On some microparts, the surface-roughness
dimensions approach those of the part’s
features. In an effort to improve manual
polishing techniques, researchers have
examined pulsed laser micropolishing (PLμP).
With PLμP, laser pulses of a specific
duration create shallow melt pools of a
controlled size and depth. This action
causes surface-tension forces to “pull down”
asperities with a small radius of curvature.
No ablation occurs during the process.
Among those researching micropolishing
is a team consisting of Frank E. Pfefferkorn,
associate professor, Neil A. Duffie, professor,
and Xiaochun Li, professor, Department of
Mechanical Engineering at the University
of Wisconsin-Madison, and Bill Dinauer,
president of LasX Industries, St. Paul, Minn.

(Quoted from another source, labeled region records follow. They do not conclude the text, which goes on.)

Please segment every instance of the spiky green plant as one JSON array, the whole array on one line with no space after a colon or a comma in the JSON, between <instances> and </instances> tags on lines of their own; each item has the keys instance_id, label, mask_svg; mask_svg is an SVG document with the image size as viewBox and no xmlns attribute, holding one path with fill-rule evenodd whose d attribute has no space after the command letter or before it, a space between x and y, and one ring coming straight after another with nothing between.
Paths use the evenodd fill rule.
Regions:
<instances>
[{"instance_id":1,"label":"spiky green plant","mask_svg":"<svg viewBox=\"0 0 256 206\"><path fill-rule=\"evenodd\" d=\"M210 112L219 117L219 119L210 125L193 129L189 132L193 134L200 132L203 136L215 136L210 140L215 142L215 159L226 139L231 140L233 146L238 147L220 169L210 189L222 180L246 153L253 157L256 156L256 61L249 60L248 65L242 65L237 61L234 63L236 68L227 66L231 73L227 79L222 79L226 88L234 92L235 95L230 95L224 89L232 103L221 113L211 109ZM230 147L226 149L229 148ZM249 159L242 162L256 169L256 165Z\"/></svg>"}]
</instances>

In an interview with MICROmanufacturing,
Pfefferkorn discussed the team’s research, the
objective of which is to improve the finish
that can be achieved on 3-D parts and predict
the final roughness of metal surfaces that
have undergone PLμP. Being able to predict
the magnitude of the polishing and frequency
(wavelength) content of the surface will help
establish processing parameters, thereby
minimizing the amount of experimentation
needed before a micropolishing operation is
performed.
The researchers published a paper on
the subject earlier this year in the Journal of
Manufacturing Processes.
MICROmanufacturing: How did this
research come about?
Pfefferkorn: It began with discussions
between me and two colleagues, Neil Duffie
and Xiaochun Li. Working with Bill Dinauer
of LasX, we developed a research proposal,
obtained funding from the National Science
Foundation and are conducting the research.

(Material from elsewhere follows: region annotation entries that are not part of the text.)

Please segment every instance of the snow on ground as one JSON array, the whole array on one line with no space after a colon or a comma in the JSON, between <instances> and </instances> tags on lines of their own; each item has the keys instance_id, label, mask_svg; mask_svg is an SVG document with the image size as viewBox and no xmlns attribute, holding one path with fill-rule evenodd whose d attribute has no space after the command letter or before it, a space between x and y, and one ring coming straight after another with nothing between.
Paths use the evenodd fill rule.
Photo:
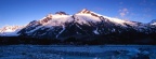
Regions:
<instances>
[{"instance_id":1,"label":"snow on ground","mask_svg":"<svg viewBox=\"0 0 156 59\"><path fill-rule=\"evenodd\" d=\"M1 45L0 59L156 59L154 45Z\"/></svg>"}]
</instances>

We’re now working on commercializing the
process. The motivation for me came from
researching micromilling and realizing that you
always have some residual surface roughness
on microparts. Xiaochun Li found the same
Interview with Prof. Frank E. Pfefferkorn,
University of Wisconsin-Madison
Researchers shine a light on part polishing
48 | MAY/JUNE 2012 | MICROmanufacturing
with his research in lithography and rapid
prototyping. Surface roughness is a challenge
across the board in micromanufacturing.
Product designers often do not fully
understand the manufacturing processes,
and they will specify tolerances within the
roughness range of the finished part.
MICRO: What kinds of surfaces are
suitable for PLμP?
Pfefferkorn: Not every surface on a
micropart needs be polished, so we thought
that if we use a laser, we could selectively
polish critical areas. If you have a relatively
flat surface, that’s a pretty easy task for PLμP
because you can scan laser beams very
quickly. But if it’s a 3-D part, you can’t rotate
the part nearly as fast as required to reach
all the surfaces in an economical manner. If
you need to polish the whole part, you might
want to use another polishing method.
MICRO: How do you control this process?
Pfefferkorn: To some degree, we can
control how deep the melt pool is based
on the beam energy, size and duration.
The reason we use laser pulses rather than
continuous waves is that we have better
control over the melt-pool depth, which is
essential for micropart features that can easily
be destroyed. After creating a melt pool, the
surface tension pulls down the asperities, or
roughness features. By changing the pulse
duration, you can control how long the pool
is liquefied, which controls which roughness
features get smoothed out. We’re using rather
long pulses, ranging from 300 nanoseconds
to 10 microseconds, at lower power levels
[to ensure] that only melting and no ablation
occurs.
Every surface has both short-wavelength
and long-wavelength features. We’ve learned
that short-wavelength features are easy to
polish using a 300- to 600-nanosecond pulse
duration. But that can still leave much of the
original surface roughness (i.e., the roughness
in long-wavelength features). The surface can
look shiny, but in many cases the Ra value
hasn’t changed more than 10 to 20 percent.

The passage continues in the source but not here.